Another exhibition was a single artist retrospective. The artist was Luc Tuymans, who creates simplified paintings (not minimalistic per se) of everyday objects based on photographed objects which he uses as his reference material. His approach (and pallette) really left me cold, with its unvarying and amateurish-looking approach. Too often, the pieces were so drained of anything that would compel serious introspection or engagement that you'd have to know the artist's objectives for the works to resonate, rather than having them stand on their own and speak on their own. He did have several pieces that justified the approach (and I was able to snag one off the web for this posting!). It's called "Within". It's a jail or gate with nothing back darkness beyond. This piece really makes you ponder some serious questions while you're trying to figure it out. Am I within? Or am I standing outside and looking at what is within? If I'm outside what does that say about that perspective; if inside the same question holds. Does my interpretation of the painting perspective say something about how I feel in general? Plus Tuymans' pallette really works here, creating a very ominous mood.
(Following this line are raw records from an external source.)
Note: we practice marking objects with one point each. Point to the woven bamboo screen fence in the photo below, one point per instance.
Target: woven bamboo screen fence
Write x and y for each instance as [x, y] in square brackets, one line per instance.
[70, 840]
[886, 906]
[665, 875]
Another exhibit was called Contested Territory which, according to the MCA website "explores the continued conversation between history and present as well as the artist's ongoing duel with tradition as they test themselves, their materials, and the tradition of painting to keep it relevant and alive." One artist, in particular, from this collection really interested me: Leon Golub. Just glad the MCA mentioned him on the website or I would not have remembered his name at all! I snagged a pic of one of the works shown ("Reclining Youth"), which I really liked a lot. Apparently, he lays down paint and then (I think) uses chemicals or turpentine or something to corrode or chip it away and then relayers it to create a sort of eroded look. Some of his work using classical period themes (as in "Reclining Youth" which is layout is very much ancient Greek). I felt like his approach replicated in painting the passage of time around these images, almost creating the same ancient, worn appearance in his modern painting as we see in distressed sculpture from ancient societies.  Interesting way to rethink depicting standard artistic themes as well as paying homage to ancient works.
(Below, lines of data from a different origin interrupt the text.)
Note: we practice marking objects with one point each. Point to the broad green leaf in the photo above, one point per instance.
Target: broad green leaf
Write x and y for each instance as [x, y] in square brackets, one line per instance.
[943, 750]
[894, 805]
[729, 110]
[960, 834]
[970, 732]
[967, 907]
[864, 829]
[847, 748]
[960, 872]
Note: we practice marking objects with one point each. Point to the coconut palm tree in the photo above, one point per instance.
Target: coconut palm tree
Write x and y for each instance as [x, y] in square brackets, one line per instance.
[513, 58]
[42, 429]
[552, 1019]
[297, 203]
The last exhibition was around urban China, but it felt a little to cutesy-kiddie for me. Probably an 'outreach' thing of some sort. So I had a very good time at the musueum. In a way, I guess I didn't realize how much I saw in this visit. There's something positive about a musuem that doens't have so much stuff that you can't possible react to it all. I probably spent more time with the pieces here because I knew that I was going to see the whole museum so why rush?

After checking in and getting settled, I went out to have dinner with my old friend Ray. Should have got a pic to show here!!! Nice long conversation over a much needed burger/tater tot meal. Then I went to my old haunt Reckless Records and picked up Thievery Corporation's CD The Cosmic Game, which I cited in an earlier post as being sort of 'more of the same' and I skipped buying it. Well, Radio Retaliation has continued to impress me with its power and craft, so I thought I better give the Thievery boys the benefit of th doubt and grab this one. Came home quite tired and pleased with my first half day of this Chicago adventure.